LATITUDES

Ces jeunes qui sombrent dans l’alcoolisme

Céline aimait les sorties arrosées en boîte de nuit. Mais, peu à peu, l’adolescente s’est laissé piéger par la dépendance. A l’image d’une frange croissante de Romands qui s’enivre de manière systématique et organisée.

Céline est une belle jeune fille de 26 ans. Déterminée et énergique, elle donne l’impression d’avoir sa vie en main. Pourtant, elle vient de surmonter une grave dépendance à l’alcool. «J’ai commencé à boire occasionnellement à 15 ans. Je buvais jusqu’à en être mal, pour m’oublier», raconte-t-elle.

La situation empire lorsque la jeune femme atteint l’âge de 18 ans. «Comme je pouvais sortir en boîte, je me suis mise à boire tous les week-ends.» Elle se saoule avec ses amis et n’a pas l’impression d’être différente des autres: après tout, ils boivent eux aussi des quantités astronomiques durant ces soirées. «C’était de l’alcool festif, qui me permettait de me laisser aller, d’oser danser.» La journée elle manque les cours pour aller boire. «Je ne me sentais pas alcoolique à ce moment-là, car je vivais des périodes d’abstinence.»

Céline passe malgré tout sa maturité et commence l’université. «Je me suis mise à boire chaque jour. Tous les prétextes étaient bons: un verre avant un examen pour le stress, une bière après pour fêter, une cuite en cas d’échec.» Arrivent les premières vacances. «Je buvais encore plus, car je n’avais rien à faire.
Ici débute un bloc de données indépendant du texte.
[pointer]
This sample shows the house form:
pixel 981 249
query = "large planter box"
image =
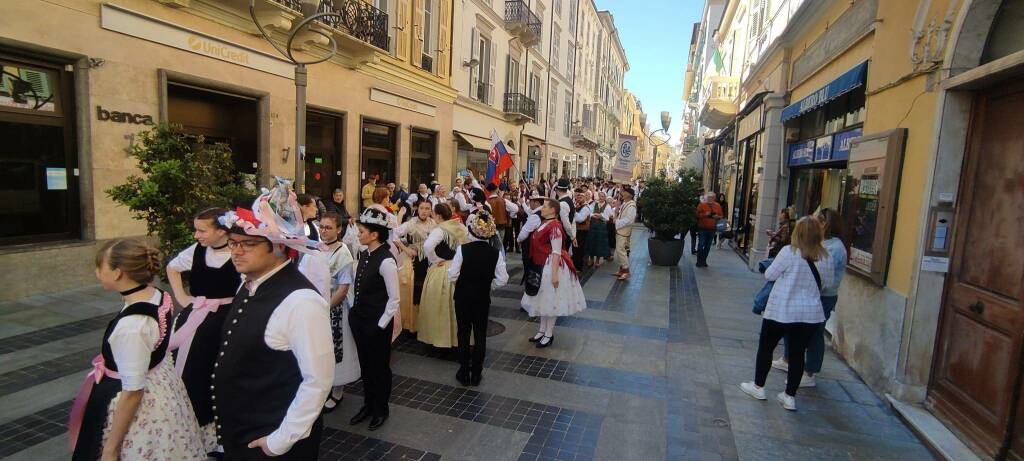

J’étais saoule du matin au soir.» A ces excès se superposent d’autres comportements à risque, notamment sexuels.

Une amie se rend compte que Céline a un problème et le lui dit. «En fait, j’en avais déjà conscience. J’ai des antécédents dans ma famille, je sais ce qu’est l’alcoolisme.» Elle tente de décrocher une première fois. En vain. «J’ai ressenti les symptômes du manque, les tremblements, la dépendance psychique.» Elle se tourne alors vers le CHUV et y suit deux semaines de cure de désintoxication.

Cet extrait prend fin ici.